Bud Whitehead

No. 47
- Position: Defensive back

Personal information
- Born: January 1, 1939 (age 86) Marianna, Florida, U.S.

Career information
- College: Florida State
- AFL draft: 1961: 16th round, 128th overall pick

Career history
- San Diego Chargers (1961–1968);

Awards and highlights
- AFL champion (1963);

Career statistics
- Games played: 94
- Interceptions: 15
- Touchdowns: 1
- Stats at Pro Football Reference

= Bud Whitehead =

American football player (born 1939)

Ruben Agnus "Bud" Whitehead (born January 1, 1939) is an American former professional football player who was a defensive back for the San Diego Chargers of the American Football League (AFL).
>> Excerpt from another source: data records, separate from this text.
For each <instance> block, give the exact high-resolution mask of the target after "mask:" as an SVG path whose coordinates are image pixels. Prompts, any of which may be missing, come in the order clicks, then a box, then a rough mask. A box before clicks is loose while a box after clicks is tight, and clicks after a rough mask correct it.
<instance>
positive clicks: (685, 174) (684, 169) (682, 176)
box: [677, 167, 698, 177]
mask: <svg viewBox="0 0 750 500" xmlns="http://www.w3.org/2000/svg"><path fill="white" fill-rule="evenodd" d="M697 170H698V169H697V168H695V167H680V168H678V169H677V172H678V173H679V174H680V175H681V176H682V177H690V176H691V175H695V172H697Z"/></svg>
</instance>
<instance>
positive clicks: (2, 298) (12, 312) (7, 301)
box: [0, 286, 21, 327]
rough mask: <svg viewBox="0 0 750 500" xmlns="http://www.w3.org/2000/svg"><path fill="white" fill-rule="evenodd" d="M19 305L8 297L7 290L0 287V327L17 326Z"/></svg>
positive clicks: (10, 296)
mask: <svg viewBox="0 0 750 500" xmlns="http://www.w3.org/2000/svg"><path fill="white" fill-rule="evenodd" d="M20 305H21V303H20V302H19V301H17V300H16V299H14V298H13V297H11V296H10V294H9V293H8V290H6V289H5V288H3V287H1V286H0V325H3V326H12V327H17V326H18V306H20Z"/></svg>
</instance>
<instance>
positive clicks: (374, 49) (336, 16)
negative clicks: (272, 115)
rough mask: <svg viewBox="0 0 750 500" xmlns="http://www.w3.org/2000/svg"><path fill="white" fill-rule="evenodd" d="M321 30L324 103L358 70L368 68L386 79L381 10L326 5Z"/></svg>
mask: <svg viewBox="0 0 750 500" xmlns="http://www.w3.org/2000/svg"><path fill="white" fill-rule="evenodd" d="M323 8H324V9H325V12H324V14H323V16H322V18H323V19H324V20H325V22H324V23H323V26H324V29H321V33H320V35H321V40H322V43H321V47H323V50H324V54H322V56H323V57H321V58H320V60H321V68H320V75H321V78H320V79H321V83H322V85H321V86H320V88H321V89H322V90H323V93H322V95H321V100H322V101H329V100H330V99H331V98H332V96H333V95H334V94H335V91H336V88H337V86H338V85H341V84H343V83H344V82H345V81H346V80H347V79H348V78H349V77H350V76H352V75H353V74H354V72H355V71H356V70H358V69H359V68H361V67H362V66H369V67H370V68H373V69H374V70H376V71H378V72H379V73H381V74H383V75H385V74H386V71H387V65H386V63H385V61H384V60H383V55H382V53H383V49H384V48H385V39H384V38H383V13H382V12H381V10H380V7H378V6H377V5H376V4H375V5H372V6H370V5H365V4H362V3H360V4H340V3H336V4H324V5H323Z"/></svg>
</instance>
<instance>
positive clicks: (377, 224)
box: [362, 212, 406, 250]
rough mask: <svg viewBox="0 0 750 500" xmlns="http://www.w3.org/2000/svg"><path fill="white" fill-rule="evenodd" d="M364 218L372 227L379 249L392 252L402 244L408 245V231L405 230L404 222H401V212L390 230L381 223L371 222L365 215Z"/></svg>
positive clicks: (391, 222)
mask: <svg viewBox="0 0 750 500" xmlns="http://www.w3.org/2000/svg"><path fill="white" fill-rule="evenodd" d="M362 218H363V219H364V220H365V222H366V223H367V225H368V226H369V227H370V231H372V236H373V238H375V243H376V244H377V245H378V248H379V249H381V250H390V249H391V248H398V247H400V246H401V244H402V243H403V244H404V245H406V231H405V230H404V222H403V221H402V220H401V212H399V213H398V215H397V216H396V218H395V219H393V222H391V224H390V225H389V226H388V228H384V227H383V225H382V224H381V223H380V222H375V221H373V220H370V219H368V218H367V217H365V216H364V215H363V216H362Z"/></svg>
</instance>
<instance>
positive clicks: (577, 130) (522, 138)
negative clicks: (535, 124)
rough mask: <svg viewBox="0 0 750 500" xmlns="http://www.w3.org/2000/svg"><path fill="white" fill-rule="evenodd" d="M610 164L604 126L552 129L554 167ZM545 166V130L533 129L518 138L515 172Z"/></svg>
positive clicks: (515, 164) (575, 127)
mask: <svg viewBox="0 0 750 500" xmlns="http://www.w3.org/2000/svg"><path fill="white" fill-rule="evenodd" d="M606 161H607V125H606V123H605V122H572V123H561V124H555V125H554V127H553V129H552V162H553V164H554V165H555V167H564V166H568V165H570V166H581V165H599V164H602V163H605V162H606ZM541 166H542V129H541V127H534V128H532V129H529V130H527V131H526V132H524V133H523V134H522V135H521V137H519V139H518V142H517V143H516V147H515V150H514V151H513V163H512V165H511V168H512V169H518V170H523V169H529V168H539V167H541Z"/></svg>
A 16th-round selection (128th overall pick) of the 1961 AFL draft, Whitehead played eight seasons with the Chargers (1961–1968). He had 10 interceptions in his senior year of college football for the Florida State Seminoles.

==Early life==
Born and raised in Marianna, Florida, he played football for Marianna High School before attending Florida State University. He was the second child of Clara Peacock and Alter Whitehead, with one older brother, Jim Whitehead, and four younger siblings, brothers Gary, Willie and Ronnie Whitehead and sister Denise Whitehead.